The Dawning of a Proteomics Era

By Jeff Hawkins

The history of scientific research is mostly filled with periods of incremental progress, wherein seemingly disparate studies slowly—and sometimes unknowingly—chip away at conceptual and technological barriers. As these small moments of progress accumulate, they begin to reach a critical mass tipping point, one punctuated by the collapse of barriers and the sudden flood of transformative discoveries. We find ourselves in just such a moment, standing before a crumbling barrier that had long blocked our view into the human proteome.

Over the last decade, we’ve seen significant strides in next-generation sequencing technology which have enabled expansive—and detailed—surveys of the human genetic landscape. However, our ability to understand the molecular nuances that divide health from disease has remained frustratingly limited. A big part of that stems from the fact that, though we can now pinpoint mutations in DNA and RNA with remarkable precision, we often lack the technology to follow those mutations through to the protein level. As a result, there are significant holes in our understanding of the human protein landscape that affect both our understanding of disease and our ability to treat it.

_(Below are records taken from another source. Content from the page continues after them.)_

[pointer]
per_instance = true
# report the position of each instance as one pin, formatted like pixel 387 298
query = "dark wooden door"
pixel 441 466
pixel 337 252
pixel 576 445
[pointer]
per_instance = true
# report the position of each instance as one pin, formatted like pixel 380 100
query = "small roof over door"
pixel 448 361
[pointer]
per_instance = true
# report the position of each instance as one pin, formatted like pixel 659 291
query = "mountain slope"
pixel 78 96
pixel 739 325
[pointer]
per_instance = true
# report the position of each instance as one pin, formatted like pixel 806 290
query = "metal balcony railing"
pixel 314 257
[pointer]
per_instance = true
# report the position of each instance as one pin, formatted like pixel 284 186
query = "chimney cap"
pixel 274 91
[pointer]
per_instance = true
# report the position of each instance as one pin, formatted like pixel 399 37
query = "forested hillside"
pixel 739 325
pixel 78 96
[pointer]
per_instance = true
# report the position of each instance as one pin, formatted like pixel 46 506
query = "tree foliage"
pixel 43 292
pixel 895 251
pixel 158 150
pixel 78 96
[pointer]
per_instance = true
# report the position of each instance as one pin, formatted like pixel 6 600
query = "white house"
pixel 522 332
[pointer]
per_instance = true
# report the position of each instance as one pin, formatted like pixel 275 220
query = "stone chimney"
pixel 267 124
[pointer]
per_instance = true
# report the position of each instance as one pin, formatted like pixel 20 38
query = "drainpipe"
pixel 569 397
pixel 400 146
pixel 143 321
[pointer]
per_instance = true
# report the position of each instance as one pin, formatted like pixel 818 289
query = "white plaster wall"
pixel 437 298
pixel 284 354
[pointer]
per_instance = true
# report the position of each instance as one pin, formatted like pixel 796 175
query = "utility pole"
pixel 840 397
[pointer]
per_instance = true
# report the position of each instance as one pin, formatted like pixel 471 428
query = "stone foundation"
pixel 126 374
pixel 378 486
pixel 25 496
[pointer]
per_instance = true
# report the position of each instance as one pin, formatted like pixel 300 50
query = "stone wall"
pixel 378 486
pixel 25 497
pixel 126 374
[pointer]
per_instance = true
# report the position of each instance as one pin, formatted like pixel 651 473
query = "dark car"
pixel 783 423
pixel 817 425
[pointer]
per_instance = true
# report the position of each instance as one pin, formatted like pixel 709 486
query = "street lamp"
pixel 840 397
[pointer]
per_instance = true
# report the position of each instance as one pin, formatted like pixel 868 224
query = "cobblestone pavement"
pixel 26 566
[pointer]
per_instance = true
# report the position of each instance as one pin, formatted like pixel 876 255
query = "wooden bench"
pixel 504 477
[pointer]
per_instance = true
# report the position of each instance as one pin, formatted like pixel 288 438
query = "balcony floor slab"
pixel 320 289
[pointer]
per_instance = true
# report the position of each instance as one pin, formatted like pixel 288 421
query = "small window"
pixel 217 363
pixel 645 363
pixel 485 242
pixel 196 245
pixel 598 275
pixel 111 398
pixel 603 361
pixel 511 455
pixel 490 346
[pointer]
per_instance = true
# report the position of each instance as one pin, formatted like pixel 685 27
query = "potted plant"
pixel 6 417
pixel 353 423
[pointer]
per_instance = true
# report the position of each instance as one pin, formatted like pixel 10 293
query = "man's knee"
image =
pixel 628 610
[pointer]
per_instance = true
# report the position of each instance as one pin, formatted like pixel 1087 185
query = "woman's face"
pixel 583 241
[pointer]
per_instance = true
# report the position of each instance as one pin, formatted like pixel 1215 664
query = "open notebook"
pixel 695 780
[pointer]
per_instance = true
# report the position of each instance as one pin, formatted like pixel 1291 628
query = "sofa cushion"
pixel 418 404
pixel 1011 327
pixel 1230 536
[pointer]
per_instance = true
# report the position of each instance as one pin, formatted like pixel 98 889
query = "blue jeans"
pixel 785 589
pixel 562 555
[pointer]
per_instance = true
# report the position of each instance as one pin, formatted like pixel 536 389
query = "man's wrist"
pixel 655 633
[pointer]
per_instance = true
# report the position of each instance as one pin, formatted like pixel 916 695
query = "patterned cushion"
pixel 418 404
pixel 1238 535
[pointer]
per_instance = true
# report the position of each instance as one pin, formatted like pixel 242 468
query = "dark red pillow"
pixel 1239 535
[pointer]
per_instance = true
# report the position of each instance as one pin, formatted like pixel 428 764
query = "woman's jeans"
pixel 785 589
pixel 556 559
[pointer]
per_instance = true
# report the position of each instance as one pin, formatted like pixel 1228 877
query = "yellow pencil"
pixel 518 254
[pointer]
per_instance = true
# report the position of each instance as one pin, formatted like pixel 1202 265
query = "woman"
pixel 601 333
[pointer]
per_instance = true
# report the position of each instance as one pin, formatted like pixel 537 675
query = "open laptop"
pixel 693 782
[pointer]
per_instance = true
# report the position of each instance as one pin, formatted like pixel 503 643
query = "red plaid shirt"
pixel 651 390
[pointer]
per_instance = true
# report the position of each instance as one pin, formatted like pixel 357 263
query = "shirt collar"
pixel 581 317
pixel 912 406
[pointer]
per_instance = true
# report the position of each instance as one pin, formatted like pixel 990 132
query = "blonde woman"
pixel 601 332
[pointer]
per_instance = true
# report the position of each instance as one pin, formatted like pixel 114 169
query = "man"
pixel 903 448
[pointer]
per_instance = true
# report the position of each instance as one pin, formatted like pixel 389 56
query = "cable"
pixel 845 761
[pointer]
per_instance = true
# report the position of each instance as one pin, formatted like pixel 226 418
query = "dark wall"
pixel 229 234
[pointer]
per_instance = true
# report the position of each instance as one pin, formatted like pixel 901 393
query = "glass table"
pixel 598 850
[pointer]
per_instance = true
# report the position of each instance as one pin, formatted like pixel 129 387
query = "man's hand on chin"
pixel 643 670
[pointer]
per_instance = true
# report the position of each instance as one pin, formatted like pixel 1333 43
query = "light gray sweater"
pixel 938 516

Fortunately, recent technological advances signal a significant cracking of the dam. Improvements to affinity-based and mass-spectrometry (MS) technologies are opening the door to large-scale, high throughput proteomic studies. Simultaneously, next-generation protein sequencing technology has entered the market, enabling researchers to delve deeply into protein sequence variation and cast new light on the dynamics of post-translational regulation. Together, these tools are likely to flood the molecular sciences with proteomic data, revealing novel drug targets and deepening our understanding of human biology along the way.

Proteomics Platforms

Though many researchers are trained to avoid so-called “fishing expeditions”, the past decade has shown us that this sort of large-scale, hypothesis-free data collection can lead to significant breakthroughs. Population genomic studies and national biobanks, for example, have amassed vast troves of whole exome and whole genome sequencing data which is now being used to home in on disease-causing mutations1-3, develop polygenic risk scores4,5, and highlight the breadth of genetic variation6,7. Similarly, whole transcriptome sequencing data enables differential gene expression analyses and the subsequent annotation of complex regulatory networks8.

These studies are only possible because next-generation sequencing technology enables researchers to cast a wide net during data collection. Until recently, researchers have been unable to cast such a net at the protein level, making unbiased proteomics difficult. There are many reasons for this (covered well in these reviews9,10), but the end result is that we know relatively little about the true composition of the human proteome, much less how its dynamics influence disease. Roughly 10% of genome-predicted proteins have yet to be directly observed, while new (and unexpected proteins) continue to surface11,12.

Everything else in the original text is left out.